In Richland One School District in Columbia, SC, for instance, the overall district basically tracks the segregation of the city. But that is not the case in all pockets of the city. The district appears to assign students who live in predominantly minority neighborhoods to predominantly minority schools. Conversely, schools located in predominantly wealthy white neighborhoods tend to pull in an additional percentage of minority students from surrounding areas. In other words, the district does not touch racial isolation in minority neighborhoods, but it whittles at it in white neighborhoods. A district might also whittle out minority students in neighborhoods that are at the tipping point of becoming majority-minority. This would, presumably, make whites more likely to remain in their local school. You can assess the merits of this yourself, but it surely raises a host of questions you would miss if only looking at the high level data.
Thursday, February 1, 2018
Data Is Building to Show That Charters Are Making North Carolina Schools More Segregated and More Unequal
Helen Ladd has followed her poignant charter school segregation study with a new one on the financial impacts of charters on the public school system. Two years ago, she, Charles Clotfelter, and John Holbein released Growing Segmentation of the Charter School Sector in North Carolina. They found that the state's charter schools were becoming increasingly white, while its charters were becoming increasing populated by students of color. It was probably the most precise and impactful study on the topic of charter school segregation to date.
I separately theorized that this particular demographic trend was occurring in North Carolina as a response to relatively high levels of integration in the public schools. In other states, the typical charge is that charters are predominantly minority and more segregated than the traditional public schools. While far from perfect, North Carolina's traditional public schools have tended to be some of the most integrated in the nation. This is partly attributable to the fact that there are 100 counties in the state and only 102 or 103 school districts. So those who object to integration cannot simply flee to a suburban district--at least not easily.
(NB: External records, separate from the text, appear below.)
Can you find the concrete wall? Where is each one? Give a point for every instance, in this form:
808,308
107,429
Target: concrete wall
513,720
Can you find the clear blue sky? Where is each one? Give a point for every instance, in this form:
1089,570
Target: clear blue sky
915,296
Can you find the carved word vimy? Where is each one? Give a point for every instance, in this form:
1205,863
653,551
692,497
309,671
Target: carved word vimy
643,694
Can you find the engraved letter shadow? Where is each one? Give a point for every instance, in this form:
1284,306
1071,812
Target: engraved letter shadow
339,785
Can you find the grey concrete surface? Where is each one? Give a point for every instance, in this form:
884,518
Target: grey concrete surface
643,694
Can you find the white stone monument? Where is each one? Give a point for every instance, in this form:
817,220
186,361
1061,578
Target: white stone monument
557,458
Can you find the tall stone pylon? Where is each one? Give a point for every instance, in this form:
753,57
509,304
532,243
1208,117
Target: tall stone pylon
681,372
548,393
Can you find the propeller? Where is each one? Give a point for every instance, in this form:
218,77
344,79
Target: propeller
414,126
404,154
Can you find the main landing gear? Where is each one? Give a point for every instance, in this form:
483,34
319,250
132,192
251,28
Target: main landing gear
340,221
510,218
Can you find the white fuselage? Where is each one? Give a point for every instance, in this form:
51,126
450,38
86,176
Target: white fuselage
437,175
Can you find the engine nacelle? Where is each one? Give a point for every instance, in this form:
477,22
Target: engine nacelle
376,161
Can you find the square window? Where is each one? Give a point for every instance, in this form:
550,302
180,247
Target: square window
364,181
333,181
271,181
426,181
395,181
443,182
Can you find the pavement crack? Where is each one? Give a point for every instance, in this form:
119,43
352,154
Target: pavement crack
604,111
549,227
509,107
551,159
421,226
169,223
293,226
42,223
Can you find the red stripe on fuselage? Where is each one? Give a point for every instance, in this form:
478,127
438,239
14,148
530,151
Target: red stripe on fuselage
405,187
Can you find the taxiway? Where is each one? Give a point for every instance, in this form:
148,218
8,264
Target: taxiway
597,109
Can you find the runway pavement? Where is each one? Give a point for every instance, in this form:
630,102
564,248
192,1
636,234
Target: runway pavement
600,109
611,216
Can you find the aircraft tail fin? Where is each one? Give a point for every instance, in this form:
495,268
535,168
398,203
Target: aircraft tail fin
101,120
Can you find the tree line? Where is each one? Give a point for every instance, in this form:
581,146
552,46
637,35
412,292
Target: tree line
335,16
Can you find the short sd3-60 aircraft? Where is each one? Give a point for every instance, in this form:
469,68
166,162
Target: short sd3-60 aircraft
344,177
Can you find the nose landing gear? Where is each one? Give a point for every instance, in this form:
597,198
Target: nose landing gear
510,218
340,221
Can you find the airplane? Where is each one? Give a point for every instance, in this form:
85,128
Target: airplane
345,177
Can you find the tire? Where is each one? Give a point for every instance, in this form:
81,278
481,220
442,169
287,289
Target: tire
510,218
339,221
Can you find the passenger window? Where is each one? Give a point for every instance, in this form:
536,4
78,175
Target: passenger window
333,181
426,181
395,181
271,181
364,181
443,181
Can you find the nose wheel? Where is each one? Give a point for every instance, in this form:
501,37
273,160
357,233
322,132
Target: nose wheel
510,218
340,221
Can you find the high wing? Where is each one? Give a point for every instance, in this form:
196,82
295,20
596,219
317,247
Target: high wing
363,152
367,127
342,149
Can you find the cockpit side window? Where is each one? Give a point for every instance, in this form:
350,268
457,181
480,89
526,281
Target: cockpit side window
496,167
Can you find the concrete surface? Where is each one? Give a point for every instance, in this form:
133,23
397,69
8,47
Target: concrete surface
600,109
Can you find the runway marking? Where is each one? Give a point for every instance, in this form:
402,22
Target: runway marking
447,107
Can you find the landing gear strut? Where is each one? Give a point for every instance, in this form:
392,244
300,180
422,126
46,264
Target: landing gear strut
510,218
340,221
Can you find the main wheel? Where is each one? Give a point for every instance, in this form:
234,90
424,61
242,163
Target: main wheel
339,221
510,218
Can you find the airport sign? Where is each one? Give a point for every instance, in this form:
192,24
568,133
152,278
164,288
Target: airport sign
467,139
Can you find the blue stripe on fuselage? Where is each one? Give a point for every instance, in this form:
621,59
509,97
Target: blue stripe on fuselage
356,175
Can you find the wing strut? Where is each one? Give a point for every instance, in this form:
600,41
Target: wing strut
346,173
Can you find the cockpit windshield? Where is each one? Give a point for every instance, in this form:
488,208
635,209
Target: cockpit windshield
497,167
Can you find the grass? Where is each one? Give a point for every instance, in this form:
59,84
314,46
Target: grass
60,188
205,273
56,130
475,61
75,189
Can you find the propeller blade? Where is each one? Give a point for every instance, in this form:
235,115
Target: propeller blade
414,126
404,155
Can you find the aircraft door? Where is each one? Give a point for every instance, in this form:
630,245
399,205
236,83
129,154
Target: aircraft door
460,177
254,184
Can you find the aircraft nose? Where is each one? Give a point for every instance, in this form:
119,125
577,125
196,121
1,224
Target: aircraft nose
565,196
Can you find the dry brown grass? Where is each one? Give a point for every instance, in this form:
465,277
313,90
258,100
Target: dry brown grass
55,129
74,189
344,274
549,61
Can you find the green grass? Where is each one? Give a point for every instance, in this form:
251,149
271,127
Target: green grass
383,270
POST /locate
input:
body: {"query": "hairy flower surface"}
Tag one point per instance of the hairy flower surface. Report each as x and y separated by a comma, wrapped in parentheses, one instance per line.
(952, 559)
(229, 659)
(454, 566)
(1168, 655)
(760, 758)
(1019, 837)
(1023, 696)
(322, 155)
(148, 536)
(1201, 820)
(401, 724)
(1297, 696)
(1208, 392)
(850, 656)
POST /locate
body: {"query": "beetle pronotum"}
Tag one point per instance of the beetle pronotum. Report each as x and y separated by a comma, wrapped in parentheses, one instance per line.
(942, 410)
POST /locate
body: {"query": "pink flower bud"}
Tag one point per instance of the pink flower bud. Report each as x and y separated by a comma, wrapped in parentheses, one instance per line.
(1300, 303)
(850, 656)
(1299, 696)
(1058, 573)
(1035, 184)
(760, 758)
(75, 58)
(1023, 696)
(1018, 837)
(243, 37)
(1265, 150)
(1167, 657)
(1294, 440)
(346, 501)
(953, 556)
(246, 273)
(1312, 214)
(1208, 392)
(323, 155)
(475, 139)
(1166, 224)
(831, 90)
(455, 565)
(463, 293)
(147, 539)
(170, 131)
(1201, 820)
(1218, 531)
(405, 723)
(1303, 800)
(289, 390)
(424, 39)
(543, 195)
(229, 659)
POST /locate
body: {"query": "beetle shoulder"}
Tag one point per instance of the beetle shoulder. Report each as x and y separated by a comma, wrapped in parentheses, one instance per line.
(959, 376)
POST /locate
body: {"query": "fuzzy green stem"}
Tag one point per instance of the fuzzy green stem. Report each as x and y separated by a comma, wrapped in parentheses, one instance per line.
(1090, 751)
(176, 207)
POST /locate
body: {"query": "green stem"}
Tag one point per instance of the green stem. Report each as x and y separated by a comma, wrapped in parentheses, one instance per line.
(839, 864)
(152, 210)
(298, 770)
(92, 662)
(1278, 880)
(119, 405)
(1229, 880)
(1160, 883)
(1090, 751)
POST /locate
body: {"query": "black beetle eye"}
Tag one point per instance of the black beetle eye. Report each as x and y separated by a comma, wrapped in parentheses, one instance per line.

Charters schools potentially change that in North Carolina. The so-to-speak dissenters can simply enroll in a local charter now. This is not to say that all North Carolina charters play this role, but Ladd's work suggests that many do.
Her new study suggests that not only are these charters segregating education, they are draining funds from the regular public schools. Her abstract states:
A significant criticism of the charter school movement is that funding for charter schools diverts money away from traditional public schools. As shown in prior work by Bifulco and Reback (2014) for two urban districts in New York, the magnitude of such adverse fiscal externalities depends in part on the nature of state and local funding policies. In this paper, we build on their approach to examine the fiscal effects of charter schools on both urban and non-urban school districts in North Carolina. We base our analysis on detailed balance sheet information for a sample of school districts that experienced significant charter entry since the statewide cap on charters was raised in 2011. This detailed budgetary information permits us to estimate a range of fiscal impacts using a variety of different assumptions. We find a large and negative fiscal impact from $500-$700 per pupil in our one urban school district and somewhat smaller, but still significant, fiscal externalities on the non-urban districts in our sample.
This study only adds fuel to theory I offer in Preferencing Choice: The Constitutional Limits.